How to simplify $(\sin\theta-\cos\theta)^2+(\sin\theta+\cos\theta)^2$? Simplify: $(\sin \theta − \cos \theta)^2 + (\sin \theta + \cos \theta)^2$
Answer choices:


*

*1

*2

*$ \sin^2 \theta$

*$ \cos^2 \theta$


I am lost on how to do this.

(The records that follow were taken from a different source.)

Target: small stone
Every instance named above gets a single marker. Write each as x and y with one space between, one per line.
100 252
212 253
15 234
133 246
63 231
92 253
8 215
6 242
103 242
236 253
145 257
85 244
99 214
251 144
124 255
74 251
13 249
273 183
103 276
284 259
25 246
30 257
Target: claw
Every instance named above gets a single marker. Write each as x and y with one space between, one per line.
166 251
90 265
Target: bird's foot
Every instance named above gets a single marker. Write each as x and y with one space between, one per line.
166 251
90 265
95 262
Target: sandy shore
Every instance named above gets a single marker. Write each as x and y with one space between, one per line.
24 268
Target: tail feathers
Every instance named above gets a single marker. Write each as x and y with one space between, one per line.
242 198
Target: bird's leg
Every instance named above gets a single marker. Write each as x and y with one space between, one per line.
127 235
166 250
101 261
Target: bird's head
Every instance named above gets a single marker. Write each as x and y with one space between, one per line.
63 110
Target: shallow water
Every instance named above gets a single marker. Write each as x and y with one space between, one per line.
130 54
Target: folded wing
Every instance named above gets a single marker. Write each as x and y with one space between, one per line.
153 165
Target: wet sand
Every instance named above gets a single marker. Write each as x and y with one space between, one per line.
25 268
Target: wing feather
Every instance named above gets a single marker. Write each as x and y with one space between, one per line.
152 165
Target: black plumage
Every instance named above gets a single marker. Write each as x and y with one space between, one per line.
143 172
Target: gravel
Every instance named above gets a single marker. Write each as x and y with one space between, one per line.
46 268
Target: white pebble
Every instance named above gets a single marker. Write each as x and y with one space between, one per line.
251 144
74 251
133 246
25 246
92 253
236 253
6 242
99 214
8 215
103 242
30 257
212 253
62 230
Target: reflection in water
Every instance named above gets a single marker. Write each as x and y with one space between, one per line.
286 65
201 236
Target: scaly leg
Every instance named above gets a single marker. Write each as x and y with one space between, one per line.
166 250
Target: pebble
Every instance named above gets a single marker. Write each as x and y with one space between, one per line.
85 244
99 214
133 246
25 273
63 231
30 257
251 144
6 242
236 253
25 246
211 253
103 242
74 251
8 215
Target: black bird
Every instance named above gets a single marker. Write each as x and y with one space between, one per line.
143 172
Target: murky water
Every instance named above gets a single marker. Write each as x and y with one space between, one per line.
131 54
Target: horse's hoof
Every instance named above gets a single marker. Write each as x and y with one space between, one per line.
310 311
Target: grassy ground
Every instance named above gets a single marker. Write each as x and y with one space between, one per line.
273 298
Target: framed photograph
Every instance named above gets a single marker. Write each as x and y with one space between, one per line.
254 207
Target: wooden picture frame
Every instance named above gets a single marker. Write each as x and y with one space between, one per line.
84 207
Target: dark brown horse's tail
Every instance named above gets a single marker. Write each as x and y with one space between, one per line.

Help would be much appreciated.
 A: Hint:
1) Expand : $(a+b)^2$ and $(a-b)^2$ for all real numbers $a$ and $b$.
2) What is the value of $\sin^2(x) + \cos^2(x)$ for all real number $x$ ?
A: All you have to do is multiply it out.
$(\sin{\theta} - \cos{\theta})^{2} + (\sin{\theta} + \cos{\theta})^{2}$
$= (\sin{\theta} - \cos{\theta})(\sin{\theta} - \cos{\theta}) + (\sin{\theta} + \cos{\theta})(\sin{\theta} + \cos{\theta})$
$= \sin^{2}{\theta} - 2\sin{\theta}\cos{\theta} + \cos^{2}{\theta} + \sin^{2}{\theta} + 2\sin{\theta}\cos{\theta} + cos^{2}{\theta}$
$=\sin^{2}{\theta} + \cos^{2}{\theta} + \sin^{2}{\theta}+ cos^{2}{\theta}$
$= 1 + 1$
$= 2$
A: $$\begin{align}
&\phantom{=}\left(\sin x-\cos x\right)^2+\left(\sin x+\cos x\right)^2\\
&=\sin^2x-2\sin x\cos x+\cos^2x+\sin^2x+2\sin x\cos x+\cos^2x\\
&=2\sin^2x+2\cos^2x\\
&=2\left(\sin^2x+\cos^2x\right)\\
&=2
\end{align}$$
A: Since this is a multiple-choice question, you can very quickly narrow down the answer by plugging in values of $\theta$. For example, when $\theta = 0$, the expression becomes $(0-1)^2+(0+1)^2 = 2$.
Now, looking at the four options and evaluating at $\theta = 0$, we have:


*

*$1$

*$2$

*$\sin^2 \theta = 0^2 = 0$

*$\cos^2 \theta = 1^2 = 1$


The answer is clearly the second option.